La Méditerranée, un point chaud du climat et de la biodiversité

Le GIEC l'a documenté : le bassin méditerranéen se réchauffe plus vite que la moyenne mondiale. Il est aussi l'un des 36 points chauds de biodiversité de la planète. Cette double singularité en fait un territoire prioritaire pour la restauration forestière.

Un réchauffement amplifié

Selon le Cross-Chapter Paper 4 du sixième rapport du GIEC (AR6, 2022), la région s'est déjà réchauffée d'environ 1,5 °C par rapport à l'ère préindustrielle. Les projections aggravent l'écart : le réchauffement futur y dépasserait la moyenne mondiale de 20 % en rythme annuel, et jusqu'à 50 % pour les températures estivales.

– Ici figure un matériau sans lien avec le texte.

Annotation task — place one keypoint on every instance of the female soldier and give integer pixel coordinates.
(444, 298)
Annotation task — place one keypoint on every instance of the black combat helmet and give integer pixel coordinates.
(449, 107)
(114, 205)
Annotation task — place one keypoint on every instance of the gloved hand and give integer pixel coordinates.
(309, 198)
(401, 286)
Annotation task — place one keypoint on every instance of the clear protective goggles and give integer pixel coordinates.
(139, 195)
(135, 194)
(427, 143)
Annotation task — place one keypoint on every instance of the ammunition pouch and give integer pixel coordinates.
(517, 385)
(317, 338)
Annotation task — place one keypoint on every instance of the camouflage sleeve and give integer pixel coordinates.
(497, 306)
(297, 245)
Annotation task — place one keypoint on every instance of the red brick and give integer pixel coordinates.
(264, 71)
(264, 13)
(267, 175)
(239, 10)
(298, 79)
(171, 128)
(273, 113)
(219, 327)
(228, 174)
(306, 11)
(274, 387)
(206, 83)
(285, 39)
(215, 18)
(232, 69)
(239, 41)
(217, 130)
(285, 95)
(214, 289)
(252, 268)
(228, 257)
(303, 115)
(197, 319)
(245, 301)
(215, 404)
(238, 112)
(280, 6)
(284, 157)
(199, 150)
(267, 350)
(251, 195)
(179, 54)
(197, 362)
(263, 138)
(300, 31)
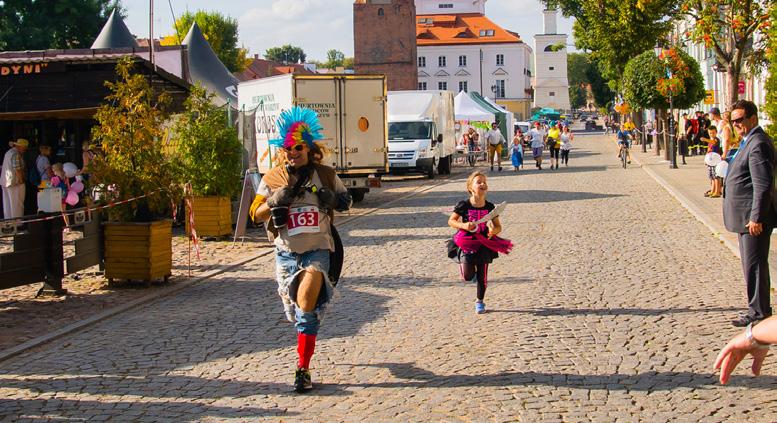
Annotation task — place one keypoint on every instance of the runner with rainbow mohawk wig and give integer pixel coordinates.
(296, 201)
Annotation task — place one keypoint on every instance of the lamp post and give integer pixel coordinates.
(672, 149)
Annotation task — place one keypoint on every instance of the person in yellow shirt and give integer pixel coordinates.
(554, 143)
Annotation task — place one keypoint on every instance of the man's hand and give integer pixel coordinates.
(754, 228)
(734, 352)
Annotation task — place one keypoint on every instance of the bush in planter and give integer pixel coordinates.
(130, 130)
(132, 164)
(208, 156)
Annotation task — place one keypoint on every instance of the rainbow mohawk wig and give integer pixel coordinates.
(296, 126)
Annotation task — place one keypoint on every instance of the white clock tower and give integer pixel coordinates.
(551, 86)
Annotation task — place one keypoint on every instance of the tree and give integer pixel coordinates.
(646, 83)
(286, 54)
(61, 24)
(220, 31)
(133, 163)
(727, 28)
(208, 152)
(615, 31)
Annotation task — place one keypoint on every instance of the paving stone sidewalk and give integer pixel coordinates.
(604, 312)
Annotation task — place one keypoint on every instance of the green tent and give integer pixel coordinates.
(499, 115)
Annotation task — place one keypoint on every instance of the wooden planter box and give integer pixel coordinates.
(212, 216)
(139, 251)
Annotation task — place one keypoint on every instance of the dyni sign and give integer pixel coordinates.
(26, 69)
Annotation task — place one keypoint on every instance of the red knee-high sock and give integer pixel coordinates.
(306, 345)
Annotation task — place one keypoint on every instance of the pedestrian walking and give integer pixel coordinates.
(495, 141)
(476, 245)
(12, 179)
(748, 207)
(713, 147)
(296, 200)
(554, 144)
(516, 152)
(537, 144)
(566, 145)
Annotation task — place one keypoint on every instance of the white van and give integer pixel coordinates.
(352, 112)
(421, 133)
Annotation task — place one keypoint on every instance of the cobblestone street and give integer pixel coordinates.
(612, 307)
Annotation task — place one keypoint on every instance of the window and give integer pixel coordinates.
(500, 88)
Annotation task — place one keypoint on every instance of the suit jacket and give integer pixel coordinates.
(749, 184)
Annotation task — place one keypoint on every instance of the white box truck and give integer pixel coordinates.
(421, 132)
(352, 111)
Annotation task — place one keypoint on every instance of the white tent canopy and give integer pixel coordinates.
(467, 109)
(509, 114)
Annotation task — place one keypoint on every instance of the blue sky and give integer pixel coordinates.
(314, 25)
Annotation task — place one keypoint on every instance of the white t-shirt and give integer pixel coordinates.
(536, 138)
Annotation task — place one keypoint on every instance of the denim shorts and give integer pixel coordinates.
(288, 266)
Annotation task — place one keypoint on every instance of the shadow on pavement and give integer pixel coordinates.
(60, 409)
(650, 381)
(616, 311)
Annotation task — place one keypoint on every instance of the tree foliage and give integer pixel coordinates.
(771, 83)
(221, 32)
(208, 152)
(615, 31)
(727, 28)
(61, 24)
(133, 162)
(646, 84)
(286, 54)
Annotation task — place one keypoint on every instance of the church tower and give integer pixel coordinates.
(551, 85)
(384, 39)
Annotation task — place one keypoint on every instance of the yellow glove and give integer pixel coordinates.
(258, 201)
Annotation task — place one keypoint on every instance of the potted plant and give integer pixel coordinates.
(134, 175)
(208, 154)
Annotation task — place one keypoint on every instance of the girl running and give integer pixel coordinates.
(476, 244)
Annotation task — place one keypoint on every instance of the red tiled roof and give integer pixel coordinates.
(461, 29)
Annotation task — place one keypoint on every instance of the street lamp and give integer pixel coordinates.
(672, 149)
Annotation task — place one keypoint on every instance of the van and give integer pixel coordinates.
(421, 133)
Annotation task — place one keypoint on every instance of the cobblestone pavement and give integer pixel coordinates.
(611, 308)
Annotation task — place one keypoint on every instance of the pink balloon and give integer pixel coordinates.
(72, 198)
(77, 186)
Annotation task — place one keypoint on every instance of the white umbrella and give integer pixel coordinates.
(467, 109)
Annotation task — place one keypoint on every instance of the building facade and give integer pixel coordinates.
(460, 49)
(551, 84)
(385, 42)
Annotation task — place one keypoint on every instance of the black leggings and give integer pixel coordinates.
(469, 271)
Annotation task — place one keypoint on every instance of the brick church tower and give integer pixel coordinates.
(384, 41)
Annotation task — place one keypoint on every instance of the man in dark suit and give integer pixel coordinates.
(748, 207)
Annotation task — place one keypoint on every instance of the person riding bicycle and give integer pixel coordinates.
(624, 142)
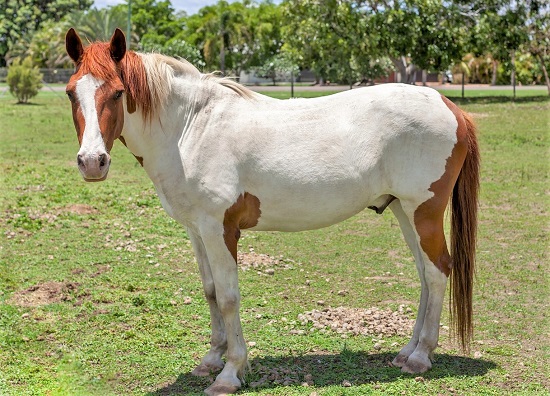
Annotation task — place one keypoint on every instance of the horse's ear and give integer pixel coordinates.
(118, 45)
(73, 45)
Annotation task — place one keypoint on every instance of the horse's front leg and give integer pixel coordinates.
(221, 254)
(212, 362)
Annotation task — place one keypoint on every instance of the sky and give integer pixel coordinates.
(189, 6)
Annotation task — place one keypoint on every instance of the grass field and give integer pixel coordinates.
(100, 295)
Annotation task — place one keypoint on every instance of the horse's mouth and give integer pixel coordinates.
(94, 180)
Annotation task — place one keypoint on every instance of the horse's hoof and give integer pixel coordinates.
(221, 389)
(416, 365)
(203, 370)
(399, 360)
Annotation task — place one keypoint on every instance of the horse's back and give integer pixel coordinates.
(315, 162)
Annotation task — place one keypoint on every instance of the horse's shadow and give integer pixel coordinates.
(331, 369)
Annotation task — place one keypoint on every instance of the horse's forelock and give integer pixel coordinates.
(97, 61)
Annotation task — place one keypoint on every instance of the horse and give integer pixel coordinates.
(223, 159)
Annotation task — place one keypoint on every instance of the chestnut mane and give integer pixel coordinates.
(147, 78)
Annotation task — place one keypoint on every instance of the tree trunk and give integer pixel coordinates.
(222, 58)
(545, 71)
(401, 65)
(495, 70)
(513, 59)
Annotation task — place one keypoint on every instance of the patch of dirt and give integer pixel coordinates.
(80, 209)
(355, 321)
(262, 262)
(43, 294)
(279, 376)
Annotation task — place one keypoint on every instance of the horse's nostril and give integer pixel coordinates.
(102, 159)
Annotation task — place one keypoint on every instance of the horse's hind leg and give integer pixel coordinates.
(423, 231)
(410, 237)
(212, 361)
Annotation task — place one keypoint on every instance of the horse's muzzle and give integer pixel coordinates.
(93, 167)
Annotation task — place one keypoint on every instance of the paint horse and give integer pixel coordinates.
(223, 158)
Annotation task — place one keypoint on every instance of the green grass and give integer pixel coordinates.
(122, 327)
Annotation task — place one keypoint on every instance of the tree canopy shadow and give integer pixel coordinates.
(331, 369)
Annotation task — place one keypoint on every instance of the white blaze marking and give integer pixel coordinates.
(92, 141)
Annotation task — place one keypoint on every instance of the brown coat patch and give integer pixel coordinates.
(242, 214)
(139, 159)
(429, 216)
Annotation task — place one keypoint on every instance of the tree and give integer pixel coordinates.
(538, 30)
(154, 17)
(24, 80)
(175, 47)
(277, 67)
(19, 18)
(330, 37)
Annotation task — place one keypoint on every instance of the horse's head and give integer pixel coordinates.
(95, 91)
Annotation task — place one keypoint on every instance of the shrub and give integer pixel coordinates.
(24, 80)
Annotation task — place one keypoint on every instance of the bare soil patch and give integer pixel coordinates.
(356, 321)
(79, 209)
(43, 294)
(263, 263)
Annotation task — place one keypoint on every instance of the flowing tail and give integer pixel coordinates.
(464, 206)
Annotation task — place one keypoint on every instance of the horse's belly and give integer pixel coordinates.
(308, 211)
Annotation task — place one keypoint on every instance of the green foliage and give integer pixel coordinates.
(277, 67)
(175, 47)
(20, 18)
(235, 36)
(24, 80)
(125, 330)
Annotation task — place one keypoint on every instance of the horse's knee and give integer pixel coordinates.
(228, 301)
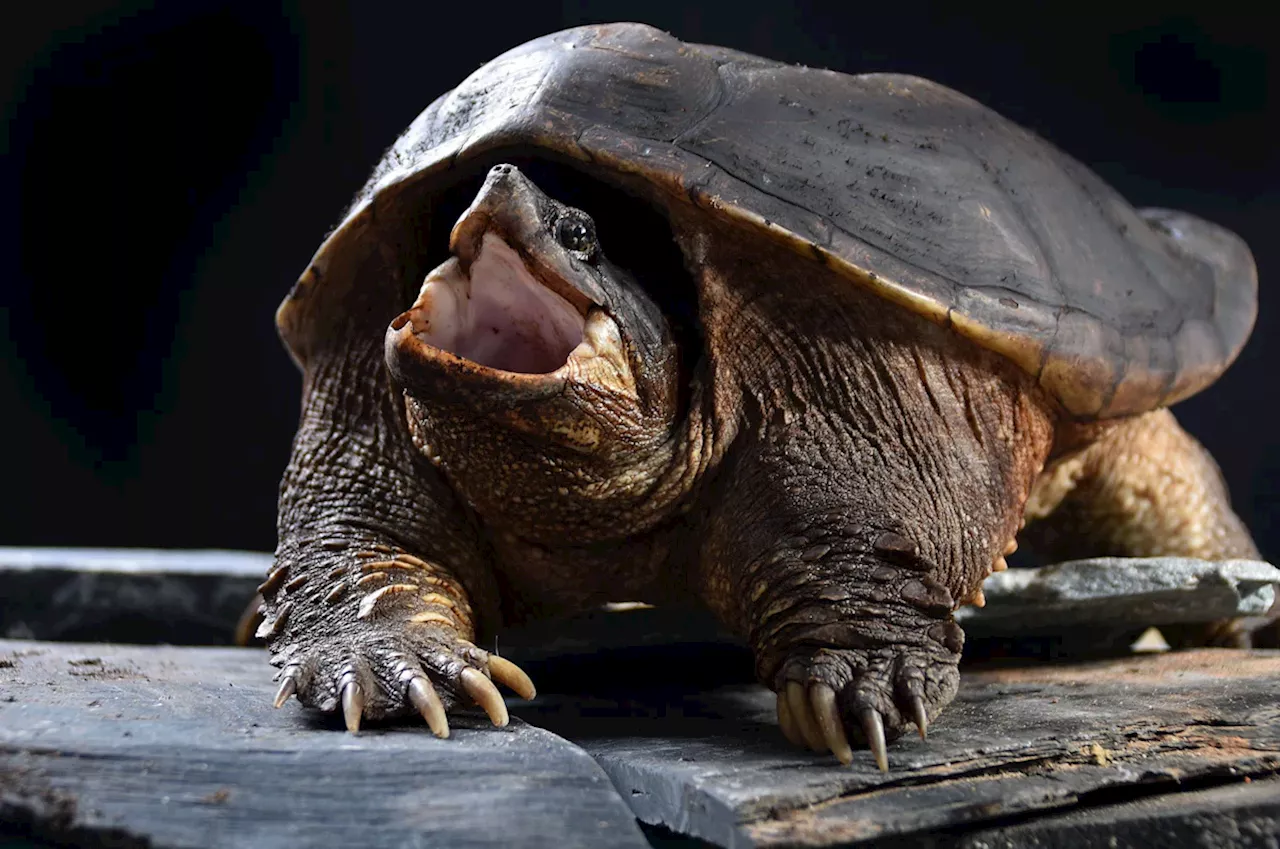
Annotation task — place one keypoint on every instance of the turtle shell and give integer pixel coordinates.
(904, 186)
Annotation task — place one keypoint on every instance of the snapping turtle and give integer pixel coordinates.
(622, 318)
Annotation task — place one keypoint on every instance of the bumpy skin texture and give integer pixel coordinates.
(878, 474)
(882, 373)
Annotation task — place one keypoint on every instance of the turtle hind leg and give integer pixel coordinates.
(1143, 488)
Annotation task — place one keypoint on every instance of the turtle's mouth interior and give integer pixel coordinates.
(497, 313)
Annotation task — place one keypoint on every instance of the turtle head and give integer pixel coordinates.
(530, 342)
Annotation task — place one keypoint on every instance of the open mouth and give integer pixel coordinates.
(498, 314)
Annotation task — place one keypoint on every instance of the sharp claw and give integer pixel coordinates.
(288, 687)
(823, 699)
(787, 722)
(922, 717)
(352, 704)
(873, 729)
(428, 703)
(512, 676)
(485, 694)
(800, 711)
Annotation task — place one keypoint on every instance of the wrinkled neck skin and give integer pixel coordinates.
(620, 473)
(855, 418)
(595, 453)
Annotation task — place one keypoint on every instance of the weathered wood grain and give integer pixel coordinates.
(1018, 742)
(181, 748)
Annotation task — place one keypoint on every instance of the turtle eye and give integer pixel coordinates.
(576, 233)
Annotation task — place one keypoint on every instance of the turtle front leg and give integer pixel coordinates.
(849, 533)
(380, 582)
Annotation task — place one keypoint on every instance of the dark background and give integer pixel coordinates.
(169, 168)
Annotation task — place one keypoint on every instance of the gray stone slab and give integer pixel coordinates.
(170, 747)
(127, 594)
(1016, 743)
(1123, 592)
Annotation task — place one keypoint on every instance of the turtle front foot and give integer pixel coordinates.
(830, 695)
(425, 670)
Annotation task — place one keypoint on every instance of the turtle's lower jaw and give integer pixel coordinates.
(496, 313)
(499, 329)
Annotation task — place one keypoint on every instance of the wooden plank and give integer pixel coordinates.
(181, 748)
(1018, 742)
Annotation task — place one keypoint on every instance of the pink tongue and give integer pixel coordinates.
(503, 318)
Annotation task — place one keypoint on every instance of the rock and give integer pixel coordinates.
(128, 596)
(1125, 592)
(167, 747)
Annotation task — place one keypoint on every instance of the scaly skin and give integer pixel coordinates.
(878, 477)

Un réservoir de biodiversité unique

Le bassin abrite environ 25 000 espèces de plantes vasculaires, dont plus de la moitié n'existent nulle part ailleurs (CEPF). Chênaies, pinèdes, maquis, forêts ripariennes : beaucoup sont aujourd'hui dégradés ou fragmentés.

Le potentiel de la restauration

De vastes surfaces du pourtour méditerranéen sont des terres dégradées ou déprises — précisément le type de contexte où les projets de boisement-reboisement (ARR) ont le plus de sens :

  • Additionnalité forte : sans financement carbone, ces terres restent dégradées.
  • Co-bénéfices majeurs : lutte contre l'érosion, recharge des nappes, habitat pour les espèces endémiques.
  • Essences adaptées : la flore méditerranéenne offre une palette d'espèces résistantes à la sécheresse.
Restaurer la forêt méditerranéenne, c'est agir exactement là où l'enjeu climatique et l'enjeu de biodiversité se superposent.